Falling In and Out of Love with HARRY POTTER
I was 11 years old when I fell in love with Harry Potter for the first time. It was the summer between 5th and 6th grade and I managed to avoid camp for another year. By August I had already finished my entire required reading list and was itching to find something new to get me through the last few weeks. I remember picking up a copy after scouring the library: Harry Potter and the Prisoner of Azkaban. I started reading it right then and there, settling into a cozy spot between two stacks. One, maybe two, hours passed before my mom tore me away from the story to head home. I was hooked.
It’s amazing how visceral and real that memory still feels. I can still see it. The hippogriff on the cover, the stained library carpet, the old broken coffee pot on the librarian’s desk. I knew right there that I was holding on to something special. Harry Potter remained a constant in my life from that very moment.
I was 28 when I fell in love with someone for the first time. My opening line was something about us both loving Seamless and Harry Potter, must be fate right?
Our first date was in a cocktail bar in New York City. We spent hours flirting over drinks, discussing what house we’d be sorted into—I was a Ravenclaw who was desperate to tap into her Gryffindor side. I don’t remember what he said, but I do remember the rightness, the joy, that I felt. Here was someone who loved the series as much as I did. Who, I imagined, had consumed the books with the same childlike wonder, flashlight clutched tightly under the covers, turning page after page desperate to know if Harry and friends would make it through the latest disaster.
Our love of Harry Potter was just the spark that lit a match, from there we quickly fell in love. July 31st was our anniversary, Harry Potter’s birthday, a fact we both giggled over. To celebrate after a year together, we made the trek to The Wizarding World. I flirted with Stanley Shunpike, found my wand at Olivanders (dragon core) and drank one too many butterbeers. It felt like the climax of my story, something that had been building up from that very first moment in the library when I was 11 years old. It had all led up to this moment in this magical place with this beautiful man, I was swept away.
Cue the ominous music.
Do you remember in Harry Potter and the Sorcerer’s Stone where Harry finds the Mirror of Erised? The mirror that shows you what you desire most? I think every fan wonders what they would see. The old me would have said something about walking down the aisle to a Kishi Bashi tune, the man I loved waiting on the other end (in a smart suit and a new haircut). Three years and a broken engagement later—my answer has changed. I won’t go into the reasons we aren’t together anymore; that would take too much time. What I can say is that I’ve lost a partner, a best friend, and a future—on top of that, I’ve lost the ability to find comfort in this story that brought me so much joy.
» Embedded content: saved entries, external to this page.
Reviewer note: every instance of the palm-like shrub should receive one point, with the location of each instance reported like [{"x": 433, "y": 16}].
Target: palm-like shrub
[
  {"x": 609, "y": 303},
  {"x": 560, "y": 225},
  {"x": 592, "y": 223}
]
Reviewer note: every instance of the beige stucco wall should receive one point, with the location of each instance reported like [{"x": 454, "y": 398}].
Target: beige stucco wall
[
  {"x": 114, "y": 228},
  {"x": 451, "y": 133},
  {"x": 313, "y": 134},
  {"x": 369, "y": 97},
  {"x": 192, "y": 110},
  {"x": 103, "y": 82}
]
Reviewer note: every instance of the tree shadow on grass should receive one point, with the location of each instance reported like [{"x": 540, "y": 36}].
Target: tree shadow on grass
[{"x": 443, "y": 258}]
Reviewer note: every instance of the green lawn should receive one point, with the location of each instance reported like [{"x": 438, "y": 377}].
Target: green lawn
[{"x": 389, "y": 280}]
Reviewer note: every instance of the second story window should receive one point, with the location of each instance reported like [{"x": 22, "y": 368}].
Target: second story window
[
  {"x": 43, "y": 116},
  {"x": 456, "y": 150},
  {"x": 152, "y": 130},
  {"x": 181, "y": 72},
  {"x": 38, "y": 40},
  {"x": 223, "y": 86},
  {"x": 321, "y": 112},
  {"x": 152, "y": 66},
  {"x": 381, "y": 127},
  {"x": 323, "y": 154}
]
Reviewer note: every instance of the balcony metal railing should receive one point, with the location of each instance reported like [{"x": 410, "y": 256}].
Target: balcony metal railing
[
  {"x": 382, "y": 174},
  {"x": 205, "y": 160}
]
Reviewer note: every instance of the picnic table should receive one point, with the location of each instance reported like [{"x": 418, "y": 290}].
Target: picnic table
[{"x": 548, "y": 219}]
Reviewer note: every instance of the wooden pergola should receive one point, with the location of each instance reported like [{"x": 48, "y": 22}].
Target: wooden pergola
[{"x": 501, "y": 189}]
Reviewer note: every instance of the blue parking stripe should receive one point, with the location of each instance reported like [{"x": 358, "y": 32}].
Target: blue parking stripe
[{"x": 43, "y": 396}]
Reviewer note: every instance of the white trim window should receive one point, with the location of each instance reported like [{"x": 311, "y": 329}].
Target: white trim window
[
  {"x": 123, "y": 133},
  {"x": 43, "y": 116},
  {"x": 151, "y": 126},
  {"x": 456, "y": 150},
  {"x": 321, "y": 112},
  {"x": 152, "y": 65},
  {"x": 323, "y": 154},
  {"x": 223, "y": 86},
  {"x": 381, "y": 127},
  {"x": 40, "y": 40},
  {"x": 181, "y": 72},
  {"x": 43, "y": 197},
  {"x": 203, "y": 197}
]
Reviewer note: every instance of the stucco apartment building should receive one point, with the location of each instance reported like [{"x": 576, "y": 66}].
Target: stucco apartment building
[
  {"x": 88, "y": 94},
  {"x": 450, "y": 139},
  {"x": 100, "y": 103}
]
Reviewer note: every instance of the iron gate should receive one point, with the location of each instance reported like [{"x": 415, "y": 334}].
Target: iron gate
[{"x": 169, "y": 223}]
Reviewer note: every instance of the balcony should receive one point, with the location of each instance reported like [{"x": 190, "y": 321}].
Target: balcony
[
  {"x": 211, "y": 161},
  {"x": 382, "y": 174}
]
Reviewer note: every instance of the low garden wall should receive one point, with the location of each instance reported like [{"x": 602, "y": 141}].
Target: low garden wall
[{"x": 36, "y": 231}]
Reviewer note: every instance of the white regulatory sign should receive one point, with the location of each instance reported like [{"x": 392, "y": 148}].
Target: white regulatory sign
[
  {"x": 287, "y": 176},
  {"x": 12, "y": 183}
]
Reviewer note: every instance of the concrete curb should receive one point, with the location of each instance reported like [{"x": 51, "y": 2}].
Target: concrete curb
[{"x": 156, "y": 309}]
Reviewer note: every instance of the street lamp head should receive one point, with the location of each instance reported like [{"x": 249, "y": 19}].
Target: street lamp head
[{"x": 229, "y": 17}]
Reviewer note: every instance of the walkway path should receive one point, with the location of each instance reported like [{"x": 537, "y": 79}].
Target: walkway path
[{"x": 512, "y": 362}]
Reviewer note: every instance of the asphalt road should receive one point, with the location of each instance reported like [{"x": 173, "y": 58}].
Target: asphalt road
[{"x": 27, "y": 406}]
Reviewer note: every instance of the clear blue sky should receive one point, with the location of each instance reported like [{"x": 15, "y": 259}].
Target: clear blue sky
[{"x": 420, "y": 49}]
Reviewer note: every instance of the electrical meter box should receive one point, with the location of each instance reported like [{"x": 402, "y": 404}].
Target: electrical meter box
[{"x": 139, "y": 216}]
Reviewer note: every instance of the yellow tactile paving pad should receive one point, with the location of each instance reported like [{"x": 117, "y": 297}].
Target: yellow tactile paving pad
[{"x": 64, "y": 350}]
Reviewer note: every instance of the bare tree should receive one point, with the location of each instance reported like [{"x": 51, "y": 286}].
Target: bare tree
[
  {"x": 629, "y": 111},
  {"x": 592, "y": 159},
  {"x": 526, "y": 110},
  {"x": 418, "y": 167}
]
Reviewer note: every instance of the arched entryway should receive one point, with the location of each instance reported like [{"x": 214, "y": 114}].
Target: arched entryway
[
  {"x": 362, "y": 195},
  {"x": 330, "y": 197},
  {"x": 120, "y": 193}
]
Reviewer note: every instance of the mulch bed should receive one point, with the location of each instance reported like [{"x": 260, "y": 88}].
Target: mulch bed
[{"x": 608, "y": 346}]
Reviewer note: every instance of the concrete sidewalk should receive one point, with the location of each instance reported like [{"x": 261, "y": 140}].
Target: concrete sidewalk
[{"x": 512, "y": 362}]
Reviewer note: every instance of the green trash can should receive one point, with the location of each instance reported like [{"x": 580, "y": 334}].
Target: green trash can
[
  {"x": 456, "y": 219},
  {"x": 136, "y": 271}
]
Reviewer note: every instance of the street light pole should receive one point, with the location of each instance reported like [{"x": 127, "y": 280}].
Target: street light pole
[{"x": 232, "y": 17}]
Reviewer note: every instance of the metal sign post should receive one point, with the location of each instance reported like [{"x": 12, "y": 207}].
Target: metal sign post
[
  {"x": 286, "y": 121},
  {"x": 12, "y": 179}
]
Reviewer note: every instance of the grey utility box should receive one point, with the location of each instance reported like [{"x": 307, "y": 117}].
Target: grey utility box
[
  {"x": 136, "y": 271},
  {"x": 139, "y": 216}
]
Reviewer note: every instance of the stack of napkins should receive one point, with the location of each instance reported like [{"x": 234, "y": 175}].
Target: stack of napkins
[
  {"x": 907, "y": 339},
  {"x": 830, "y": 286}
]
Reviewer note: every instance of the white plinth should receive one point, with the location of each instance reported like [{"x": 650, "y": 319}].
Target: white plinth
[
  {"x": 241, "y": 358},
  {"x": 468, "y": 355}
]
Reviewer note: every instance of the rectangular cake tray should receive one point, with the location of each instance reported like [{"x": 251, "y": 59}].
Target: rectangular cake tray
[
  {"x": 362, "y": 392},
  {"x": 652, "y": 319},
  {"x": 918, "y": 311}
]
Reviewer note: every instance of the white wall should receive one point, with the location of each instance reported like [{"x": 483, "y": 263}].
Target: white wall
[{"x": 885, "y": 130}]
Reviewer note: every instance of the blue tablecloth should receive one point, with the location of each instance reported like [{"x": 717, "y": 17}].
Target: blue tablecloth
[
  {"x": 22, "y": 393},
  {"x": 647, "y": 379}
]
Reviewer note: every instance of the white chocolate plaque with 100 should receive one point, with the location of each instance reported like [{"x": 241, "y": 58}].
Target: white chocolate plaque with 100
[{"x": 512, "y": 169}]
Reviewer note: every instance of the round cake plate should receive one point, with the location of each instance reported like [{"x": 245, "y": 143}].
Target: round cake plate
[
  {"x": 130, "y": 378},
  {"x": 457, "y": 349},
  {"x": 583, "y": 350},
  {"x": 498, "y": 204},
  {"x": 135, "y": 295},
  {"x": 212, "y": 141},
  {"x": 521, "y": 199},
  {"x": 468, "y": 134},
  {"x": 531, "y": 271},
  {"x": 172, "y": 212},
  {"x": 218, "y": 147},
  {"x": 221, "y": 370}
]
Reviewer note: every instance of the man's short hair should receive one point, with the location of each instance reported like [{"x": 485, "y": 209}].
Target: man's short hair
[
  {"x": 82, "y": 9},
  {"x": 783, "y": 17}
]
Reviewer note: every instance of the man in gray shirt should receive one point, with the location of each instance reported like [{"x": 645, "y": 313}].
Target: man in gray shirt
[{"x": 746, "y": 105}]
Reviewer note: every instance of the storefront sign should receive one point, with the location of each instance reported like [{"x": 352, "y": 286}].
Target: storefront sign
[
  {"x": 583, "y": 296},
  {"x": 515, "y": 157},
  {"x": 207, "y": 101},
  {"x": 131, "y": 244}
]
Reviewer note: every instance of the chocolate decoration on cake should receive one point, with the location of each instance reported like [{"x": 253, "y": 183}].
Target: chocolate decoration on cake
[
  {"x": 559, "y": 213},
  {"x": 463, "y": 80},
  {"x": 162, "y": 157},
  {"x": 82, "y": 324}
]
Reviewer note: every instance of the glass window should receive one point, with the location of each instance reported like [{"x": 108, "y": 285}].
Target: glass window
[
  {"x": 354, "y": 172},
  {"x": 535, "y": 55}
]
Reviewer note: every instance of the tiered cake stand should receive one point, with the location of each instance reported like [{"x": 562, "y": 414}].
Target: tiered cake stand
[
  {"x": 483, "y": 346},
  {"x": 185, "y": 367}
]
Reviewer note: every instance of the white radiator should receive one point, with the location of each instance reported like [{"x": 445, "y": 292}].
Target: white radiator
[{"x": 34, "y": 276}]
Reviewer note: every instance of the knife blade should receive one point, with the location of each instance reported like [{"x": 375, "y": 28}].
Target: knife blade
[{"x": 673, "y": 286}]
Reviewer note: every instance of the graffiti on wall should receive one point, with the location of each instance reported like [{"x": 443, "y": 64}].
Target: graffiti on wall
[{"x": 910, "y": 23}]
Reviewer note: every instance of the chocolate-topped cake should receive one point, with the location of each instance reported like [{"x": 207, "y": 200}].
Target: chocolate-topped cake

I packed my books away in a chest under my bed because even looking at them are a reminder of what I’ve lost.
It’s been nearly six months and I wish I could say that it’s become easier, that I picked up a copy of Harry Potter and The Prisoner of Azkaban again and it was all OK, that I was able to get through the first chapter without shaking. But that would be a lie. I’m not there yet. Maybe in a few months, I’ll read a few more words, and a few more in the months after. Maybe I’ll watch Harry Potter and the Half-Blood Prince on a rainy weekend. Or maybe not. I simply don’t know. The only thing I can say with any certainty is that I can’t allow this to be another thing that gets taken away from me because before it was ours, it was mine.
This series and everything that it has meant to me over the past 20 years of my life is not something I’m ready to give up without a fight.